TEMPO.CO, Jakarta - Terdakwa kasus korupsi e-KTP Setya Novanto memohon kepada Komisi Pemberantasan Korupsi agar diterima sebagai justice collaborator. Setya juga berharap mendapatkan tuntutan yang ringan dari jaksa penuntut umum.
“Saya dengan sungguh-sungguh memohon kepada KPK, agar mempertimbangkan saya justice collaborator,” kata Setya sambil terisak di Pengadilan Tindak Pidana Korupsi pada Kamis, 22 Maret 2018.
Setya Novanto mengaku dirinya menyesal atas perbuatannya hingga menjadi terdakwa kasus korupsi e-KTP. Jabatannya sebagai Ketua DPR saat itu, kata dia, telah dimanfaatkan para pengusaha untuk memperkaya diri.
Baca: Setya Novanto Menyesal, tapi Tak Mengaku Terlibat Kasus E-KTP
“Itu semua kesalahan saya karena saya lengah, padahal tujuan saya sebagai ketua fraksi hanya mendukung program pemerintah,” kata Setya.
Setya Novanto mengajukan diri sebagai justice collaborator sejak Januari 2018. Ia mengaku akan membuka pihak-pihak lain yang terlibat dalam megakorupsi e-KTP. Namun KPK mengindikasikan menolak memberikan status JC karena mantan ketua DPR itu tak juga mengakui perbuatannya.
Majelis hakim pun sempat mengancam akan menolak pengajuan justice collabolator Setya Novanto.

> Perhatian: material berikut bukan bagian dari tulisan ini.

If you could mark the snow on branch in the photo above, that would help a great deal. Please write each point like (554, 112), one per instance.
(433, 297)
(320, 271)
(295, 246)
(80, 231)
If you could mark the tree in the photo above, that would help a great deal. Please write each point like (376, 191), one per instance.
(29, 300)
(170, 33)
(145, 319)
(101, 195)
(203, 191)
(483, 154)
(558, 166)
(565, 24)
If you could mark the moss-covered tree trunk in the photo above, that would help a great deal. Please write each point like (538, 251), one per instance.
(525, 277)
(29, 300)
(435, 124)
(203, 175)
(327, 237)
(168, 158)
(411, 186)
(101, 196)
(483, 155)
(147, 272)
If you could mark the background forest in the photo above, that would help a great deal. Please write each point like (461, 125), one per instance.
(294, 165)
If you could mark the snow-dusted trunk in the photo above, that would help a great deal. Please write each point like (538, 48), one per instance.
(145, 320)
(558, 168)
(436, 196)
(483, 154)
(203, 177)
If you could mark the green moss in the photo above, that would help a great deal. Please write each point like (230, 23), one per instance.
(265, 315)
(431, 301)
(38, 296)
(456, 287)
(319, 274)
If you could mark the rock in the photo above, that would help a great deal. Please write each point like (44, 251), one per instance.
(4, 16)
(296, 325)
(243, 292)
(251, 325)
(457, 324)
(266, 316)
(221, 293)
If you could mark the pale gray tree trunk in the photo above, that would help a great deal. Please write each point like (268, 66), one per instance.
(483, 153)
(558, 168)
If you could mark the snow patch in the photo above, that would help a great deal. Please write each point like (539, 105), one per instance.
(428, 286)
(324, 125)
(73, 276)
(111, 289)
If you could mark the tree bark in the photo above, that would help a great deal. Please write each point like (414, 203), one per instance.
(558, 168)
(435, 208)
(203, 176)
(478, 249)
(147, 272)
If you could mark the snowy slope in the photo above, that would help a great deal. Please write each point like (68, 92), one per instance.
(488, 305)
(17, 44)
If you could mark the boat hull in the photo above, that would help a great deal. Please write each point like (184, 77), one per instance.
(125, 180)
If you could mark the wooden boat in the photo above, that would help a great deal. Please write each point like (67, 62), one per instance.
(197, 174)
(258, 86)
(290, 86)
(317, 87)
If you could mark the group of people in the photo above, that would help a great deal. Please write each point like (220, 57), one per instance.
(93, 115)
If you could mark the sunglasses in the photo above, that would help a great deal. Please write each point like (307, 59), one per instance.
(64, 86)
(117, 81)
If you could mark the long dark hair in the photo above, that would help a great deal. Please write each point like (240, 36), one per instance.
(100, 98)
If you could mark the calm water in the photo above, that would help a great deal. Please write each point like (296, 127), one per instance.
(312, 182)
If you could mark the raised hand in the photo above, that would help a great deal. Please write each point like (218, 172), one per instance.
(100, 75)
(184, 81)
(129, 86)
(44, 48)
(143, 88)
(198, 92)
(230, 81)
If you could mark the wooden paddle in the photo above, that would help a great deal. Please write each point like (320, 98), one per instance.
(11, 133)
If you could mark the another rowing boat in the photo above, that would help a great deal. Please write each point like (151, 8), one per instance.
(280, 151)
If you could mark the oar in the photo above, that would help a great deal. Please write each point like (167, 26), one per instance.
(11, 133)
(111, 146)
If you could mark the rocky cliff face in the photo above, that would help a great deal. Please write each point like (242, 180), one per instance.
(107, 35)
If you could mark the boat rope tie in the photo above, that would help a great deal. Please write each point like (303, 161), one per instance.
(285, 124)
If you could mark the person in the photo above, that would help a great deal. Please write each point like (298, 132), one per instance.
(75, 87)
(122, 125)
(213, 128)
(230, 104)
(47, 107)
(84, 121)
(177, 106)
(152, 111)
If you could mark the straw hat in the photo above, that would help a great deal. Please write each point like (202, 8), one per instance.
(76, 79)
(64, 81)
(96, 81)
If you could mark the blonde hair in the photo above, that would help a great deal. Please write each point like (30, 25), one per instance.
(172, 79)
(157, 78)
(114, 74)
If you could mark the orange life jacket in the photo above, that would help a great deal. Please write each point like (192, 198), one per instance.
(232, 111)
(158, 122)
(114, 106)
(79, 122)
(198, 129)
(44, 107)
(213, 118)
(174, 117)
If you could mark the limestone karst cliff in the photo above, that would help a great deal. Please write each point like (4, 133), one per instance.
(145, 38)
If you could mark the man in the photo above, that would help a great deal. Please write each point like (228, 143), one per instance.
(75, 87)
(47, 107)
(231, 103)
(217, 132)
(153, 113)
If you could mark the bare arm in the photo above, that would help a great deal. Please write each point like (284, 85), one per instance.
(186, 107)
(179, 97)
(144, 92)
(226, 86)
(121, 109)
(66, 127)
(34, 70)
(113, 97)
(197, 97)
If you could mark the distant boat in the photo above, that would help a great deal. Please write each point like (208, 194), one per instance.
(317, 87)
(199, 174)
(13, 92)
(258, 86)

Hakim mengatakan, di persidangan Setya memang kerap membuka peran orang-orang yang terlibat di korupsi e-KTP, sedangkan ketika ditanya tentang peran dirinya, Setya selalu membantah.

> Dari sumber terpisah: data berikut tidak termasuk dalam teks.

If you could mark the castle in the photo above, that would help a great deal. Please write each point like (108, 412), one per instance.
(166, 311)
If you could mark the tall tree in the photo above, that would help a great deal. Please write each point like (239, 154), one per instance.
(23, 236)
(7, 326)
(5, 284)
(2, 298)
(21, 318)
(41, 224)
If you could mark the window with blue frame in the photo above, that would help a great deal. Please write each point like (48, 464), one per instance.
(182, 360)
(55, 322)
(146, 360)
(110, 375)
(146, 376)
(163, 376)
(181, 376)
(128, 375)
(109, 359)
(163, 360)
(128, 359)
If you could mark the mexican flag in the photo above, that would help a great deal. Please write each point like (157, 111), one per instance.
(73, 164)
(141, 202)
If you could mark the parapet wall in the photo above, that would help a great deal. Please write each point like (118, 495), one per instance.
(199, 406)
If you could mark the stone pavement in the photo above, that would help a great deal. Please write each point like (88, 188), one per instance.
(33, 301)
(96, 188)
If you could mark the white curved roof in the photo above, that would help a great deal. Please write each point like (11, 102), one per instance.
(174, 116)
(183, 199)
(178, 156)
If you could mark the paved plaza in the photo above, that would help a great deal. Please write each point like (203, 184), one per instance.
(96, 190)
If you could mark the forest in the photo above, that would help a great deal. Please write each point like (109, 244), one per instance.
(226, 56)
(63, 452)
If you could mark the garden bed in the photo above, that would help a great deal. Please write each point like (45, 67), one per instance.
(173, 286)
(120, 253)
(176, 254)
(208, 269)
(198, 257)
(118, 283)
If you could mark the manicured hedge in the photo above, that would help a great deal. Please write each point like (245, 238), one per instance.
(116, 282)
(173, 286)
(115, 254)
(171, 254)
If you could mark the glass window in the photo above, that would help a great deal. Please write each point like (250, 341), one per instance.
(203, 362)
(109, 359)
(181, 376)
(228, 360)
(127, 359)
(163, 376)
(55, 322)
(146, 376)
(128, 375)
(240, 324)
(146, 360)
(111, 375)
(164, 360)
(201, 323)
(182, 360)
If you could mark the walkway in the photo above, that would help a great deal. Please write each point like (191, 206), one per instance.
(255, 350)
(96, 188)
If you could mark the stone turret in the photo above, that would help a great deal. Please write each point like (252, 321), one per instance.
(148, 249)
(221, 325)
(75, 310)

Baca: PDIP: Setya Novanto Sebut Banyak Nama Demi Justice Collaborator
Menurut hakim, Setya lebih berperan layaknya whistle blower ketimbang justice collaborator. Sebab Setya lebih banyak mengumbar peran orang lain sedangkan terkait adanya uang mengalir ke dirinya, ia tidak mengetahui.
Kuasa Hukum Setya Novanto Maqdir Ismail mengatakan tidak ada yang ditutup-tutupi dalam keterangan yang diberikan kliennya. Maqdir mengatakan tidak mungkin Setya mengakui suatu hal yang tidak ia lakukan. "Bisa tidak ia tidak mengakui apa tidak ia lakukan? Tinggal kita mau percaya atau tidak?" ujar Maqdir.
Menurut dia, Setya Novanto sudah berusaha keras untuk membantu KPK dalam mengungkap kasus yang merugikan negara Rp 2,3 triliun ini. Tidak mudah dan beresiko tinggi, kata Maqdir, ketika menyebut pejabat-pejabat negara yang diduga menerima uang.